Gösteri sahaları seçildikten sonra, yerel ASM grupları eğitim alır ve FRM'yi altı adımda uygulamak için sözleşme yapılır:

  1. Hazırlık ve Planlama: bozulma, sınır, hidrolojik ve ekipman değerlendirmeleri; işgücü, hacim tahminleri; atık yönetimi; İSG standartları
  2. Teknik Rehabilitasyon: dolgu, yeniden tesviye ve yeniden profilleme; sınırlı mekanizasyon kullanımı
  3. Üst topraklar: tanımlama, koruma ve sahalar arasında yeniden dağıtım
  4. Biyolojik Rehabilitasyon: üst toprağın zenginleştirilmesi; doğal rejenerasyon değerlendirmeleri; yerli ve kilit bitki topluluklarının belirlenmesi; tohum toplama; üst toprağa tohum ve doğal gübre dağıtımı; ağaç, çalı ve çim ekimleri
  5. Azaltma Hiyerarşisi: Birincil çevresel etkileri ve gereksiz rehabilitasyon çabalarını azaltmak için rehabilitasyon planlamasının aktif ASM tasarımına ve operasyonlarına entegre edilmesi
  6. Tamamlanan rehabilitasyon sahasının onay/imza için ilgili devlet idarelerine teslimi
  • Tutumlu Rehabilitasyon Demonstrasyon projelerini uygulamak için ulusal ve yerel hükümet izni.
  • Demonstrasyon işgücü çabasını ve metodolojinin sahada teknik uygulamasını finanse edecek kaynaklar.
  • ASM'nin eğitim alma ve metodolojiyi sahada uygulama kapasitesi ve istekliliği.
  • FRM'nin başarılı bir şekilde uygulanması: Başarılı bir rehabilitasyon için tüm temel fiziksel ve ekolojik gereklilikler (birkaç istisna dışında) sahanın makul bir yakınında mevcuttur.

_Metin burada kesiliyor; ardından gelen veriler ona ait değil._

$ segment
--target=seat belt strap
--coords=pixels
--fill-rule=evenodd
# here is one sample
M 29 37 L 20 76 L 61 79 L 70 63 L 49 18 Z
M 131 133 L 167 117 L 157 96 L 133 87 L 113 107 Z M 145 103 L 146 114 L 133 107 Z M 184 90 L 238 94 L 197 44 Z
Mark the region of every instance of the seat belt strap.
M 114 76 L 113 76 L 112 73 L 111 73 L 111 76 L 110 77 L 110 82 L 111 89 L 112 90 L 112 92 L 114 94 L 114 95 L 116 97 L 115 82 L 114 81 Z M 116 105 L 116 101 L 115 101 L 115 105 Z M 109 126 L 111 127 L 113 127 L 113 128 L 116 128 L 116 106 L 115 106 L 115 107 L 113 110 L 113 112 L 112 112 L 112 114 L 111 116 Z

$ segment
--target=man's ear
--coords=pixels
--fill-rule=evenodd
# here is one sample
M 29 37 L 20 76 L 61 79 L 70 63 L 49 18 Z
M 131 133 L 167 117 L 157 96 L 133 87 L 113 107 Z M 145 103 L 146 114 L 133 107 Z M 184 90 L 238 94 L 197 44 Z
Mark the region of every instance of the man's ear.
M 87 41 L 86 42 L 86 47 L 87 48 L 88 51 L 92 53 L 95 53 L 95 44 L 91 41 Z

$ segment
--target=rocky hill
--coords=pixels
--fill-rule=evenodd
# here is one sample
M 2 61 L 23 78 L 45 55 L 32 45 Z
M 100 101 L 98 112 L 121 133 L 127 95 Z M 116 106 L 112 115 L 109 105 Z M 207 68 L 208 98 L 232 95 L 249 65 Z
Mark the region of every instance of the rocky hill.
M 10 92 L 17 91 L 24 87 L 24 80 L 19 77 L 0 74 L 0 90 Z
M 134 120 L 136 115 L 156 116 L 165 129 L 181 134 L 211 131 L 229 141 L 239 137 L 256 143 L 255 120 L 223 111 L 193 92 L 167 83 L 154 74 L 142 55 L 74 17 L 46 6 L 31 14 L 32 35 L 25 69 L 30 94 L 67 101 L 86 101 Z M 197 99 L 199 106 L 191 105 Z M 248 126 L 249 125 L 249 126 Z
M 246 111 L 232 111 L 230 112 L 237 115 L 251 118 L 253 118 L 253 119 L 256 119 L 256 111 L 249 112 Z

Sadece tanımlanmaları ve bağlama uyarlanmaları gerekir.
  • Yerli bitki topluluklarını hedefleyen habitat rehabilitasyonu, yerli olmayan türler kullanılmadan başarılı olabilir.
  • Üst toprağın belirlenmesi ve geri kazanılması başarı için kritik öneme sahiptir.
  • Biyolojik rehabilitasyon, ekolojik iyileşmeye giden bir yol oluşturmak için üst toprak tohum bankası ile birlikte iyi çalışır.
  • Topografik dolguda malzemenin ağır kaldırılmasına yönelik düşük seviyeli mekanize yaklaşımlar etkili olabilir ancak rehabilitasyonun ilerleyen aşamalarında mekanizasyona bağımlı olunması tavsiye edilmez. Bu son aşamalarda makinelerin aşırı kullanımı biyolojik iyileşme kapasitesinin azalmasına neden olabilir.
  • FRM, maden rezervlerinin tükendiği terk edilmiş alanlarda uygulanabilir ve rehabilitasyon çabalarını azaltmak için mevcut ASM operasyonlarına da entegre edilebilir.
  • Yerel yetkililerden devir teslim ve imza alınması, devam eden taahhüdün sağlanması açısından kilit önem taşımaktadır.
Hükümet ve sektörel paydaşlarla birlikte Ulusal FRM çalışma grubunun kurulması

Devlet bakanlıklarının, ASM'nin daha geniş çevre, Korunan Alanlar ve bu tür madencilik faaliyetlerinden etkilenen paydaşlar üzerindeki etkilerini ele almak için çözümler geliştirmek üzere birlikte çalışmaya istekli ve muktedir oldukları temelinde, ulusal bir çalışma grubunun (bu tür bakanlıkları, kurumları ve ilgili temsilci paydaşları içeren) kurulması gerekmektedir. Bu, Tutumlu Rehabilitasyon Gösterimi (FRD) için ortamı hazırlamak üzere yerel yönetim, zanaatkar madenciler ve yerel düzeyde daha geniş paydaşlarla proje katılım sürecini yönlendirmeye yardımcı olacaktır. Bu süreçte önemli bir adım, FRD için ekolojik, ekonomik ve sosyal bağlamda metodolojinin geliştirilmesine ve uygulanmasına hizmet edebilecek sahaların seçilmesidir. Bu FRM çalışma grubunun kurulmasının amacı, metodolojinin geliştirilmesinde katılımcı ve istişareye dayalı bir yaklaşımın benimsenmesini sağlamak ve üzerinde mutabık kalınan kriterlere dayalı, bilinçli ve stratejik bir yaklaşım sağlayan bir demonstrasyon sahası seçim sürecini mümkün kılmaktır. Metodoloji gösterimi için seçilen sahaların tipik, temsili ve rehabilitasyonu üstlenecek resmi ASM kapasitesiyle ilişkili olması gerekir.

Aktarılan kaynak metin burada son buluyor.